Attention! Mai approche.

vendredi 7 mars 2008

Mai 2008 approche. Tout le monde est sur le pont pour célébrer en grandes pompes les 40 ans de Mai 68. Faut s’y faire. Attendez-vous à pire, dans dix ans, lorsqu’il s’agira de célébrer le cinquantenaire ! Un universitaire américain a réussi à me dénicher, j’ignore comment, pour me poser une série de questions très précises sur ce que je faisais à l’époque. Dur-dur ! Vagues souvenirs. J’essaie de comprendre pourquoi les faits et gestes d’alors n’ont guère laissé de traces dans ma mémoire. En dehors du sentiment d’euphorie, bien sûr. Mais l’euphorie est tellement liée aux années 60… Qu’est-ce qui fait, que tout en ayant vécu ce moi de mai de manière intense et passionnée, il ne m’en reste néanmoins que des lambeaux.

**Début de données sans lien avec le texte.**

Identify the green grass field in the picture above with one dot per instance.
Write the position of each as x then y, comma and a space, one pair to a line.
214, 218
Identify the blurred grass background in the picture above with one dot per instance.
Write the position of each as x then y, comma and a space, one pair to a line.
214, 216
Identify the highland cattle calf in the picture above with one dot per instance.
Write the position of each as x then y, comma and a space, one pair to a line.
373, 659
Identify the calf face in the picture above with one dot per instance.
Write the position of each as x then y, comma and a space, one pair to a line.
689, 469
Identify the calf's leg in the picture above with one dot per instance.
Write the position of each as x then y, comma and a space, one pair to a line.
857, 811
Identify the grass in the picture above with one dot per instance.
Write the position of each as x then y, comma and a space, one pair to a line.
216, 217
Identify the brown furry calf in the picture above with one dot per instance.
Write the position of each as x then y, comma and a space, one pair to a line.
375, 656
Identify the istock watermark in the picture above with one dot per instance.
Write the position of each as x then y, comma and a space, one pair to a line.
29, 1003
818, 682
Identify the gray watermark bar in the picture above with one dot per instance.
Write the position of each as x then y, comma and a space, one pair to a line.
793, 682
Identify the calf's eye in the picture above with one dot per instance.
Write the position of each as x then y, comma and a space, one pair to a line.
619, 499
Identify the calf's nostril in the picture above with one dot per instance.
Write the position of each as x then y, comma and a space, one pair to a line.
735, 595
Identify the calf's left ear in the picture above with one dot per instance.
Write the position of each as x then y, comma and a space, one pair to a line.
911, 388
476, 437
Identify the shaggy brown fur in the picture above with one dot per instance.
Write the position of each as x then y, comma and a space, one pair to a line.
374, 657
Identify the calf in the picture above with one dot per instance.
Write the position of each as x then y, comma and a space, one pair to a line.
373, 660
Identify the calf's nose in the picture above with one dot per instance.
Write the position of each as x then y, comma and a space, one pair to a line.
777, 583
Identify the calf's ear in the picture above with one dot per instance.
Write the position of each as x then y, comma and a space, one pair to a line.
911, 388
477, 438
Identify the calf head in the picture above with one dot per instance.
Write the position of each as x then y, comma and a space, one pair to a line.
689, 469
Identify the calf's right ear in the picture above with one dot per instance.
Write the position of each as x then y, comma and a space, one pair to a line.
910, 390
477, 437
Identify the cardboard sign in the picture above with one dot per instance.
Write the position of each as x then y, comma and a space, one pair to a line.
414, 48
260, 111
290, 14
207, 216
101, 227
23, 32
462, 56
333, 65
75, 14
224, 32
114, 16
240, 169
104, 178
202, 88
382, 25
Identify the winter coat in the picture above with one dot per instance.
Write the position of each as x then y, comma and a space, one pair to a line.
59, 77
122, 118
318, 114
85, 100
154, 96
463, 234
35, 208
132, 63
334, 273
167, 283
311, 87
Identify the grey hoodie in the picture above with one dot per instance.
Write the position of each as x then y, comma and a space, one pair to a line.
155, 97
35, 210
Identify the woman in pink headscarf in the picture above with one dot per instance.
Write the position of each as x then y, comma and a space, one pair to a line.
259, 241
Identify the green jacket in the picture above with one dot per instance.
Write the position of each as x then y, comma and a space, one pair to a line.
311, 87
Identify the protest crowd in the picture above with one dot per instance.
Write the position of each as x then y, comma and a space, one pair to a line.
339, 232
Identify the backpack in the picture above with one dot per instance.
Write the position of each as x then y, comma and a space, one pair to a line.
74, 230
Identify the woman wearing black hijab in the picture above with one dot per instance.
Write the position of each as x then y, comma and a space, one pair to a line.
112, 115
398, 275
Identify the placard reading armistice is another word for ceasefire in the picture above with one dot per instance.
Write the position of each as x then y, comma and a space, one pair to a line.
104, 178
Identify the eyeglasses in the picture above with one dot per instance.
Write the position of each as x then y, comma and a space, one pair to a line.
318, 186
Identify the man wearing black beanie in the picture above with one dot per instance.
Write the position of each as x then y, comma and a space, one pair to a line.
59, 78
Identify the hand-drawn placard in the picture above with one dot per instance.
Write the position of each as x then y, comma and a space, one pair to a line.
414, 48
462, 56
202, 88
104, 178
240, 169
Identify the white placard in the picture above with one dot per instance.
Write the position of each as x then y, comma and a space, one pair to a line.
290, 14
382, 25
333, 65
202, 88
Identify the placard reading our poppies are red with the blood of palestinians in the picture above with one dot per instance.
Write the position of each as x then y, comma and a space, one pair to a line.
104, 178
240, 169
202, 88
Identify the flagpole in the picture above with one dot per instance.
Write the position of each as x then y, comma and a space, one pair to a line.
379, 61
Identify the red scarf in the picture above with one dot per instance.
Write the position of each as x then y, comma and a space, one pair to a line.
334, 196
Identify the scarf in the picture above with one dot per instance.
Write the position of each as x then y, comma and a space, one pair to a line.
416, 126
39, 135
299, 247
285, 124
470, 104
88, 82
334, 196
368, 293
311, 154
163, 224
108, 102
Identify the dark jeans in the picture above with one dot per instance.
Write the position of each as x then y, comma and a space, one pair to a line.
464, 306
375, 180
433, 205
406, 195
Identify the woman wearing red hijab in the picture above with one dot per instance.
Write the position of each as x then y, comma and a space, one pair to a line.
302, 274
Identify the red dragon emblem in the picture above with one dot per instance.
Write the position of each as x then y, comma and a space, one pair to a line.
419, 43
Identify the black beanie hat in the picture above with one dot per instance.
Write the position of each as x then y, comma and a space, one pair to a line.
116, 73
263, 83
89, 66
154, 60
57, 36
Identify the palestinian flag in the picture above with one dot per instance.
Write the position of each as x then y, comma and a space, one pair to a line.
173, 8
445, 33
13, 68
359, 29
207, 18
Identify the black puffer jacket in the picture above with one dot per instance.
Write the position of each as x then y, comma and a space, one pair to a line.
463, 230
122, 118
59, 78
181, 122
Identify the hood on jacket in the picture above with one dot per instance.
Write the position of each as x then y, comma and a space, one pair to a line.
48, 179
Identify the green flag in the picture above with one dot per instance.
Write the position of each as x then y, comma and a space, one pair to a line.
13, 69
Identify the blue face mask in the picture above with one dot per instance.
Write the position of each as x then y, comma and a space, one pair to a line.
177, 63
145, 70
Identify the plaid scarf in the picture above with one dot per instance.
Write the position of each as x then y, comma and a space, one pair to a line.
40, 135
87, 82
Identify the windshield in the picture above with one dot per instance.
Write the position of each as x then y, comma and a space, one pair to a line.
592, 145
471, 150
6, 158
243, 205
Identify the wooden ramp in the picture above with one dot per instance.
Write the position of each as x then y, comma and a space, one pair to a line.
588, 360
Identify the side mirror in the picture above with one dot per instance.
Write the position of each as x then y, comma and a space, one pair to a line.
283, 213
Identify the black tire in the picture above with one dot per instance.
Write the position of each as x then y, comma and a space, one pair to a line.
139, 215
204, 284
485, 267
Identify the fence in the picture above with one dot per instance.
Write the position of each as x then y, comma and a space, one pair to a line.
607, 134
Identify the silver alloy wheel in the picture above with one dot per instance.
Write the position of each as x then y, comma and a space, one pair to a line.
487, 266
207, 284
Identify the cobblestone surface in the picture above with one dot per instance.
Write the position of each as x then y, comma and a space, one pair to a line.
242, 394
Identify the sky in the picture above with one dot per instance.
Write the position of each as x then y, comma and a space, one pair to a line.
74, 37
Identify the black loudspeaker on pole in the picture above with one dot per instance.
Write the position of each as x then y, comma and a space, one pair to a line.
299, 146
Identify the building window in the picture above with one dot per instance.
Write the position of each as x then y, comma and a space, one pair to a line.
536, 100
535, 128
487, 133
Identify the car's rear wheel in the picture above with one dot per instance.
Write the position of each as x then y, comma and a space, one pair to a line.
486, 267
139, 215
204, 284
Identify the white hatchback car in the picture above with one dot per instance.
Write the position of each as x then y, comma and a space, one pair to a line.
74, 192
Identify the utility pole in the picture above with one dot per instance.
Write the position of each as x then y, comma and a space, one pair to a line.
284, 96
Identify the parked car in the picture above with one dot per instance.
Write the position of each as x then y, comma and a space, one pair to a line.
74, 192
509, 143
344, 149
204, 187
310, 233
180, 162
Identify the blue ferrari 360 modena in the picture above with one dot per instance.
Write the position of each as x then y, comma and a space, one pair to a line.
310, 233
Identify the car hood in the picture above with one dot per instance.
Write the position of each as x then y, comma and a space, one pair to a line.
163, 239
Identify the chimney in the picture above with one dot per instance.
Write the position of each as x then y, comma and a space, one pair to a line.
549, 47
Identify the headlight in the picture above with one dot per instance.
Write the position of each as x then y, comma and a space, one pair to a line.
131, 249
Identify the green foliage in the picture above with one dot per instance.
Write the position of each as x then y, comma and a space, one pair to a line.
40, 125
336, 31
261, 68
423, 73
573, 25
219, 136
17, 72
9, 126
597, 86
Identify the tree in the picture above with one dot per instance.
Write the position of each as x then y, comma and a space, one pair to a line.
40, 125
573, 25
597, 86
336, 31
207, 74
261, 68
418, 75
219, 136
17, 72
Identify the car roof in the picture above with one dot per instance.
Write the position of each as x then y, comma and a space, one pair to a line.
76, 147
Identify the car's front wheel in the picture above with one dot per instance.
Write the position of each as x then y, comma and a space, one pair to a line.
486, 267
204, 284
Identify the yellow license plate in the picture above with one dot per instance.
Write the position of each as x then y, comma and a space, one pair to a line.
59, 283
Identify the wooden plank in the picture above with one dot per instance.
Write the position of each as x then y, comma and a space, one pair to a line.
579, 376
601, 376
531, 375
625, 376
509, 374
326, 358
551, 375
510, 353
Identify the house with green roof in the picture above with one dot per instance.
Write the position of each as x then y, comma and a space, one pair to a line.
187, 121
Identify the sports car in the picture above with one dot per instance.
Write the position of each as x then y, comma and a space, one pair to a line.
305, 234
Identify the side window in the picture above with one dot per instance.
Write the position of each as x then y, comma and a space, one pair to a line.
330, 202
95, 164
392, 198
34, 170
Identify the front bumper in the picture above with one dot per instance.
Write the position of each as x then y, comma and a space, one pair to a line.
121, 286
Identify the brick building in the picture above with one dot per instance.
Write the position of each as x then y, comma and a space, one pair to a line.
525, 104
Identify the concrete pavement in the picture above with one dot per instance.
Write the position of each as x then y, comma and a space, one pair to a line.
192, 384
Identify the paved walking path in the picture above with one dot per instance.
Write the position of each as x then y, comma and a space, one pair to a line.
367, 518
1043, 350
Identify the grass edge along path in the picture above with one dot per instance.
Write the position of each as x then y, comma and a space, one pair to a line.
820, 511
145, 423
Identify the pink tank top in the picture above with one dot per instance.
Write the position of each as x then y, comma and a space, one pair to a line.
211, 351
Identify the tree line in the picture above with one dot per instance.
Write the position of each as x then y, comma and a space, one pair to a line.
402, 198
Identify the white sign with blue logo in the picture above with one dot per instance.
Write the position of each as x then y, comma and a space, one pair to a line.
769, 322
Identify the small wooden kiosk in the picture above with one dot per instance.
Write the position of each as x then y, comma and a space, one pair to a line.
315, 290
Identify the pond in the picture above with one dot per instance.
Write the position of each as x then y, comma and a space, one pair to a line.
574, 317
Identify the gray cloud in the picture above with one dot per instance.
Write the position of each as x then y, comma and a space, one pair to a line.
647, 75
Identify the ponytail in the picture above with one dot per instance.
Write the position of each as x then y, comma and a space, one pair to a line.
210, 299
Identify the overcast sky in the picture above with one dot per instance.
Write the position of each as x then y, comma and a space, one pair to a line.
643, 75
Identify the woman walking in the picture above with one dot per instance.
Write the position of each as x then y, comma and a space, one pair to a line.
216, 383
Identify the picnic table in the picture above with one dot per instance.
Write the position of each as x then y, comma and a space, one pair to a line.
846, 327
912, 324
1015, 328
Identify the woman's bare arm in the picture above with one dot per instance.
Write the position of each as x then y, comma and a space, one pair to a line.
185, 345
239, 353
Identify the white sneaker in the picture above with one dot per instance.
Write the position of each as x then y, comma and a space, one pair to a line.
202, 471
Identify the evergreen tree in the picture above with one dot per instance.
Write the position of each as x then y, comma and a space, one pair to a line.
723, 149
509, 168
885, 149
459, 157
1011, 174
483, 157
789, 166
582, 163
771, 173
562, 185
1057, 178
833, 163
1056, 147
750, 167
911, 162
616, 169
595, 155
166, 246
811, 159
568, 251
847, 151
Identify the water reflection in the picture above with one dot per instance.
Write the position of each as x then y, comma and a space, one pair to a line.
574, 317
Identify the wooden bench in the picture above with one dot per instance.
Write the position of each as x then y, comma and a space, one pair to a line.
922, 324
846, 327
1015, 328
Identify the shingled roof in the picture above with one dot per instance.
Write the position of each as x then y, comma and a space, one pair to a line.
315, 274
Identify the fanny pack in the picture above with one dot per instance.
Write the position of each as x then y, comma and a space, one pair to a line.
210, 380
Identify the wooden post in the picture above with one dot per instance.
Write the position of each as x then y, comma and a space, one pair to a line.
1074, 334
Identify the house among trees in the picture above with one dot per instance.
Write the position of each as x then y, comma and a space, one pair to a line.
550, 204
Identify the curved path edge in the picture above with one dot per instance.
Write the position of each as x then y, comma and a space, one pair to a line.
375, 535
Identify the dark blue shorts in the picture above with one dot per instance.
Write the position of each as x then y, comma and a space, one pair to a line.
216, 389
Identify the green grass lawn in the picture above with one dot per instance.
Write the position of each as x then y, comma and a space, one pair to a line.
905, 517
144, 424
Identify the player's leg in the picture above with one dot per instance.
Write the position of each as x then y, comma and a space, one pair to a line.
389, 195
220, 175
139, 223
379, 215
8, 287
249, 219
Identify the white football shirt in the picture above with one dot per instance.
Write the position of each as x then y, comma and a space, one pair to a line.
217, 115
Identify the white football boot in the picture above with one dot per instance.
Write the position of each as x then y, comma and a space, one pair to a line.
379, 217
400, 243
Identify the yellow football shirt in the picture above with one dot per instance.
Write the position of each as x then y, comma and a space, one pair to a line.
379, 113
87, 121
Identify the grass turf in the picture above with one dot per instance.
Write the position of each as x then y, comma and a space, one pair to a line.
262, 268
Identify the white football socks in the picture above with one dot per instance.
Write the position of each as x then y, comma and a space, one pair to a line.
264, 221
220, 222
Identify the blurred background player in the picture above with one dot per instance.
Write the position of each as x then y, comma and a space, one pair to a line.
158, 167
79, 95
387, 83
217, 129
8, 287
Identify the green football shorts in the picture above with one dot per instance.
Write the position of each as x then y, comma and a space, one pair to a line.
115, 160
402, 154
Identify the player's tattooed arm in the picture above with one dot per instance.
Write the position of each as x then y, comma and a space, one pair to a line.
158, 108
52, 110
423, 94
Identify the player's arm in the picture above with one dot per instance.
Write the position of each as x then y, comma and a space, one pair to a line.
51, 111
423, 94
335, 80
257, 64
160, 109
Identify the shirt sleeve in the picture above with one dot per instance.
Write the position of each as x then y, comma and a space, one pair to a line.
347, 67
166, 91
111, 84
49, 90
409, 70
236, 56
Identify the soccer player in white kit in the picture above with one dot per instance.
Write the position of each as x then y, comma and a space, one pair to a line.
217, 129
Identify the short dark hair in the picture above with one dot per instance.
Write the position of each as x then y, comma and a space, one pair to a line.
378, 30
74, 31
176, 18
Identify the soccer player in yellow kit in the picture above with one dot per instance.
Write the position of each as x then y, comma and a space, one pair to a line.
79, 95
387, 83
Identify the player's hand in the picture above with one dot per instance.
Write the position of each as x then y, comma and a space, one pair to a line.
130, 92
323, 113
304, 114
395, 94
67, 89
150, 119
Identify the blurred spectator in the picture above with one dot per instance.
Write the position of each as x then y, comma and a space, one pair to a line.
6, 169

Tout simplement : j’étais jeune, je n’avais pas la moindre idée que ce que nous vivions, pris dans le fracas du temps, aurait un jour ou l’autre valeur commémorative. A 18 ou 20 ans on vit, c’est tout. Intensément. Sans se soucier de rien. Et surtout pas de ce que sera le futur. Aucune dimension « mémoriale », pour ainsi dire. Cette conception-là sera concomitante du développement ultérieur des médias. Ces derniers adorent commémorer. Cela leur donne le sentiment d’apporter une valeur ajoutée, de participer à la fabrication de l’Histoire. Alors que ce n’est qu’une manière de sanctifier la légende. Valeur ajoutée ? A quoi ? Pas tellement à la chose elle-même, qu’à son environnement ou à sa propagation dans le temps : l’homme qui a vu l’homme qui a vu l’homme qui a croisé Cohn-Bendit sur une barricade… Mai 68, je l’ai vécu à hauteur d’homme. Et encore ! Plus juste de dire : à hauteur de jeune homme. Sans héroïsme aucun. Mélange de lucidité et d’aveuglement. Allez savoir ! Que voulez-vous que l’on comprenne du monde à cet âge, qui est aussi celui où l’on se demande quoi faire dans la vie, et comment sortir du cocon familial…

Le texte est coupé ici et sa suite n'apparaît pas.